As phosphodiesterases (PDE) are responsible for hydrolyzing cGMP to GMP (PDE 5) and cAMP to AMP (PDE 3), therefore inactivating these substrates and limiting the vasodilating effect of NO and PGI2, the application of PDE inhibitors offers an additional benefit in the treatment of PPHN. Sildenafil is a selective inhibitor of PDE 5 and operates synergistically with NO by preserving the increased cGMP produced by NO. Sildenafil has to be administered orally with a starting dose of 0.25–0.5 mg/kg up to a maximum of 2 mg/kg/dose. Due to its short half-life, sildenafil should be delivered every 4 h (Porta and Steinhorn 2012).

Recent data indicate that milrinone, a selective PDE 3 inhibitor and therefore increasing the bioavailability of cAMP, has a special benefit in the treatment of PPHN, as it improves oxygenation even in the case of diminished response to iNO by both enhancing pulmonary blood flow as well as left and right ventricular output (McNamara et al. 2013). The usual dose by intravenous infusion ranges between 0.3 and 0.5 μg/kg/min.

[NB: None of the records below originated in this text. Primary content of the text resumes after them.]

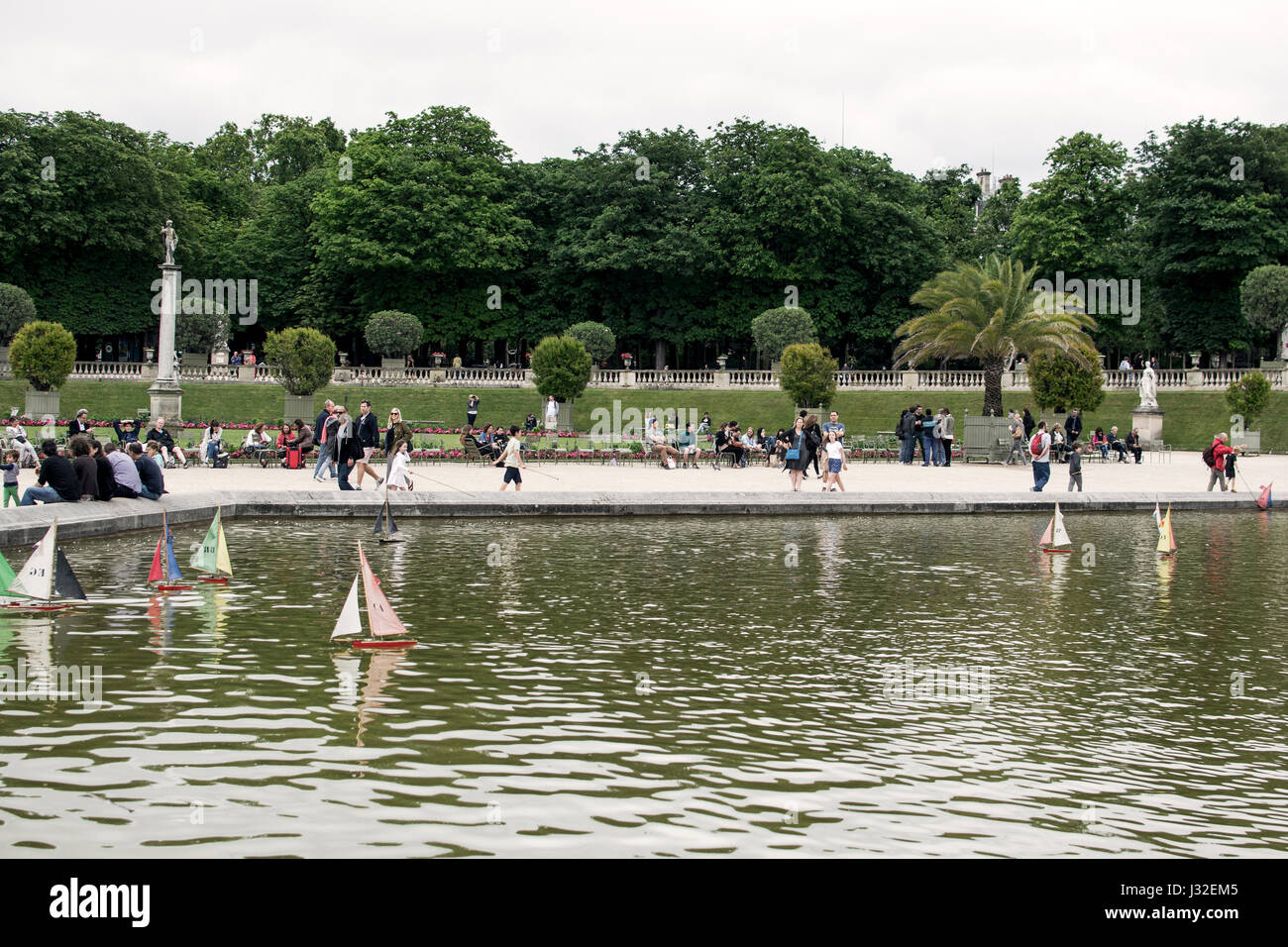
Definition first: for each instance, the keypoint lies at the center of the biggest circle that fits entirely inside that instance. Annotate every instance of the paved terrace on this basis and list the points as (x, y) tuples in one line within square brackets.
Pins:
[(579, 488)]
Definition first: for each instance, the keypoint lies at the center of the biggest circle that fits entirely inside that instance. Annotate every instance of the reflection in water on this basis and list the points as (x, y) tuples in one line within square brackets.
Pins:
[(670, 685)]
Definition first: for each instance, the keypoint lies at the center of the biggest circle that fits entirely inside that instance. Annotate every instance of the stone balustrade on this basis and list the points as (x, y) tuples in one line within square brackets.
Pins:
[(697, 379)]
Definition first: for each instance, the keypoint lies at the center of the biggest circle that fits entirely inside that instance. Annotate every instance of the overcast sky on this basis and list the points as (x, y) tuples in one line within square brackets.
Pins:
[(927, 82)]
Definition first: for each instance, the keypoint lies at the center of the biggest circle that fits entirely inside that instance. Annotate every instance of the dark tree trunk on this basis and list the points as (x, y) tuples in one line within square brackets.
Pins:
[(993, 386)]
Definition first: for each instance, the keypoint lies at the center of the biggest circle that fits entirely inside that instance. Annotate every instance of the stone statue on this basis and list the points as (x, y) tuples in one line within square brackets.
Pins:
[(170, 240), (1147, 388)]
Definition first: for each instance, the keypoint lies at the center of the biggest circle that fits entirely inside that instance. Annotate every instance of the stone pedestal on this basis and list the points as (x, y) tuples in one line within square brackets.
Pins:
[(165, 395), (1149, 421), (166, 401)]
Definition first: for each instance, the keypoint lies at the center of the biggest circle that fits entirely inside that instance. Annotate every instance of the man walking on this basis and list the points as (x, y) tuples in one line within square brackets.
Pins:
[(1017, 428), (947, 428), (928, 454), (326, 457), (1073, 425), (58, 474), (1041, 458), (369, 434), (1215, 458), (347, 446), (1076, 467)]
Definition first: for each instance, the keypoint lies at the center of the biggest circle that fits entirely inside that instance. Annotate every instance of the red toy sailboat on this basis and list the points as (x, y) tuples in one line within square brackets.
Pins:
[(1055, 539), (380, 615), (165, 567)]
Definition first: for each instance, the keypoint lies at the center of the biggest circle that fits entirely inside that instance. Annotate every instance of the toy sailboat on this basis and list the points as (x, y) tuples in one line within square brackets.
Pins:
[(1166, 540), (47, 575), (380, 615), (211, 556), (165, 567), (385, 526), (1055, 539)]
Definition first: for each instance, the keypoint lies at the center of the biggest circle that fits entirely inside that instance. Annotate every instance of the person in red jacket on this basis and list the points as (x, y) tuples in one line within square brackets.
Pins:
[(1220, 449)]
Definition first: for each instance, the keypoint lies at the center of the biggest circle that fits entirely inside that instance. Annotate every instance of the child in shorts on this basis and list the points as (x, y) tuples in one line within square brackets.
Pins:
[(11, 476), (511, 460)]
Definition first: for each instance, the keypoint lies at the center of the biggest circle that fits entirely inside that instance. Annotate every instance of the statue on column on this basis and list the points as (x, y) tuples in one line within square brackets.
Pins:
[(170, 240), (1147, 388)]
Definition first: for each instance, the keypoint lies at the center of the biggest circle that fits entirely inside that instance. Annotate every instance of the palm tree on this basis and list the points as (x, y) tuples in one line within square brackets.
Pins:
[(990, 311)]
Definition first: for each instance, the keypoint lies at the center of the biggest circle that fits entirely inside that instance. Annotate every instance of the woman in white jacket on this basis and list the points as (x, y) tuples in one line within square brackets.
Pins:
[(399, 476)]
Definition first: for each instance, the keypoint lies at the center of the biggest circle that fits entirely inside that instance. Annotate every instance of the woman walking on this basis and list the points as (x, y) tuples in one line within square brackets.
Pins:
[(835, 450), (798, 454)]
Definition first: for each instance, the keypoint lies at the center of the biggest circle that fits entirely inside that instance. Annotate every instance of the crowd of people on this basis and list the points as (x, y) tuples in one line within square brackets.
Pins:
[(344, 445)]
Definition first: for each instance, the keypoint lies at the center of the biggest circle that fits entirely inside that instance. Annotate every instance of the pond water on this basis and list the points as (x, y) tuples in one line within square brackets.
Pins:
[(668, 685)]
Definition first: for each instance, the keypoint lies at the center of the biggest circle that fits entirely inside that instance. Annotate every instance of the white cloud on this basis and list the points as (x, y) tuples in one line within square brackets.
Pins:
[(928, 80)]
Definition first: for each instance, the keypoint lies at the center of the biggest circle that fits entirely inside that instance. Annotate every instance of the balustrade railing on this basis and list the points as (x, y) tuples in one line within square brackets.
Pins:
[(951, 379), (107, 369)]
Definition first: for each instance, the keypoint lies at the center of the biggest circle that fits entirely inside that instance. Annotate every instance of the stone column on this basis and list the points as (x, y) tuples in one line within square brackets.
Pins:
[(165, 394)]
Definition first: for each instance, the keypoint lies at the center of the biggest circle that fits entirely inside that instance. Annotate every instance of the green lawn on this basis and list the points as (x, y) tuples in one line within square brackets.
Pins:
[(1189, 421)]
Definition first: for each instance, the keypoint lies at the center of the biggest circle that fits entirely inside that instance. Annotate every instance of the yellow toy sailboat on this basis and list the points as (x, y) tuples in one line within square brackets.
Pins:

The ET-1 receptor antagonist bosentan inhibits the vasoconstricting effect of ET-1. Bosentan has to be administered orally with a dose of 1 mg/kg twice a day. Data regarding the application in newborns are limited, and its benefit in improvement of oxygenation in case of PPHN is controversial (Mohamed and Ismail 2012; Steinhorn et al. 2016; More et al. 2016).

Conclusion and Future Directions

During fetal life a high level of lung distension, which is attained by both FBMs and the presence of lung fluid, is crucial for regular lung growth and structural maturation. Premature birth or a lack of FBMs and/or lung fluid causes infants to have structurally immature or abnormal lungs resulting in respiratory distress in combination with more or less pronounced pulmonary hypertension. Despite considerable advances in neonatal care, i.e., antenatal corticosteroids, surfactant application, and improvement of ventilation techniques, there is quite some evidence that those lungs will be persistently impaired during postnatal life. In many cases neonatal care comes too late to achieve further regular lung development. Therefore, major attempts should be made to prevent preterm birth on the one hand and to develop and improve intrauterine treatment strategies on the other.